Wer stellt sich heute den Propheten und Prophetinnen?
Foto: Privat

Zu den mich nachhaltig irritierenden kulturellen Errungenschaften Bayerns gehört das Derblecken (von Zähne blecken, Zähne zeigen), meint mit feinem Witz und manchmal auch derben Spott jemanden, in diesem Fall: Politiker von Rang, aufzuziehen und ihnen den Spiegel vorzuhalten. Inzwischen gehört die Live-Übertragung der Starkbierprobe auf dem Münchner Nockherberg zu den festen Terminen im meinem Kalender – wer live dabei sein darf, benötigt übrigens keine alpine Kletterausrüstung, denn der Nockherberg bezeichnet nur das geländegängige Isarhochufer, der Name Nockher geht auf eine Bankiersfamilie zurück. Nockherberg, das ist für mich: Eine wunderbare Erholung vom alltäglichen Leben in einer ausgenüchterten Wissenschaftssprache. Im eingeblendeten Saal herrscht eine kräftige heitere Atmosphäre. Trachten verhindern eine konsumistisch getränkte Slim-fit-Ästhetik. Und ich liebe die leicht übergewichtige Blasmusik: mächtig viel Blech. Hier feiert zugleich hochvital die Demokratie: Politiker werden durch Schauspieler-Double mit sich selbst konfrontiert und müssen die Aufführung mit sichtbarem Humor nehmen. Wer derbleckt wird und humorresistent reagiert, erlebt sein persönliches Waterloo, denn der wird ordentlich verlacht.

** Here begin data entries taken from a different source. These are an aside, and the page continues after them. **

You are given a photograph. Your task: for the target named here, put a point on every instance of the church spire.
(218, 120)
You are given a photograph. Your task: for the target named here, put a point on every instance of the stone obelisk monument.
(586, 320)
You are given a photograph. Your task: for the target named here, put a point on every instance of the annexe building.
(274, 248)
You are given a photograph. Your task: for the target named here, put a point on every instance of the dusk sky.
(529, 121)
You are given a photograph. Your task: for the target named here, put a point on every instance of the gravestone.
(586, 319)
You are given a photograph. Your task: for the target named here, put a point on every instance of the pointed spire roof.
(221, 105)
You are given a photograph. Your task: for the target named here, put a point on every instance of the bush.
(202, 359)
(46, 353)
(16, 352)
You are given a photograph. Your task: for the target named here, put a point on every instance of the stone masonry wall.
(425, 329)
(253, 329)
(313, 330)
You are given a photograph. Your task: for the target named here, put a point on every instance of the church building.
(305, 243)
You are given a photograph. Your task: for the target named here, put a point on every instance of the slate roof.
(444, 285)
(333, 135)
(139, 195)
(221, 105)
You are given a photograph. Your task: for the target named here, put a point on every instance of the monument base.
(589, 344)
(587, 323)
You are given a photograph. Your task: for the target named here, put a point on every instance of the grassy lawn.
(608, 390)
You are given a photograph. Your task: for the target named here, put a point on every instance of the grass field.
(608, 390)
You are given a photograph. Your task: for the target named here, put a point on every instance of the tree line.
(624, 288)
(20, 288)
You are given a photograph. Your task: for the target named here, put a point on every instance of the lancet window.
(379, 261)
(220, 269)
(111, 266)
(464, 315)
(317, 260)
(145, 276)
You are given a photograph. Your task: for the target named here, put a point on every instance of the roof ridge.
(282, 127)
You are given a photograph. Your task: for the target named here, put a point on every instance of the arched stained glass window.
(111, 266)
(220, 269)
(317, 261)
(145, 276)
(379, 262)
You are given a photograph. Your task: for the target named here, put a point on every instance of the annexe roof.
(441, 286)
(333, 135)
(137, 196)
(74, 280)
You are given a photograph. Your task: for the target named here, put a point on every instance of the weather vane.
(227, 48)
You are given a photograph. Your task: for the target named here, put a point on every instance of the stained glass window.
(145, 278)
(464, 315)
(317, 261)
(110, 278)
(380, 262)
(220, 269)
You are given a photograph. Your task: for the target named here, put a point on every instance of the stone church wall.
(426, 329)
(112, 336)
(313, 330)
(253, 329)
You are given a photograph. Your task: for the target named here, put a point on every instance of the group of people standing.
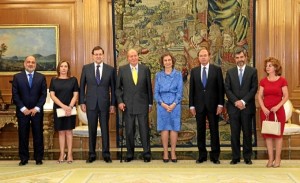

Der ursprünglich religiöse Hintergrund der ganzen Veranstaltung bleibt sichtbar: die Fastenpredigt. Viele, nicht alle, Schauspieler oder Kabarettisten, die bisher in die Rolle des Fastenpredigers auftraten, trugen den Mönchshabit. Fastenpredigten sind Buße-Predigten, die Klage über den sittlichen Zustand der Gesellschaft führen und Einhalt gebieten, um dem unheilvollen Treiben und der moralischen Selbstbesoffenheit ansichtig zu werden. (Zur Erinnerung für Protestantinnen: Martin Luther hat lange gezögert, ob er nicht die Buße zu den Sakramenten rechnen dürfe.) 

Von Haus aus Bettelmönche

Für Nicht-Bayern ein kleiner Ausflug in die Historie, die ein langjähriger Autor der Fastenpredigt, Hannes Burger, ehemaliger Korrespondent der Süddeutschen Zeitung in Wien und Prag, in seinem Buch Politiker derblecken aufblättert. Burgers Texte wurden übrigens über neun Jahre vom Volksschauspieler Walter Sedlmayr vorgetragen – das Verhältnis zwischen Autor und Promi war allerdings nicht spannungsfrei, wie Richard Winkler in einem prächtig gestalteten und ausgreifenden Coffee-Table-Book Der Salvator auf dem Nockherberg verrät. Sedlmayr zählt aber bis heute zum Heldenkanon der Fastenprediger-Darsteller.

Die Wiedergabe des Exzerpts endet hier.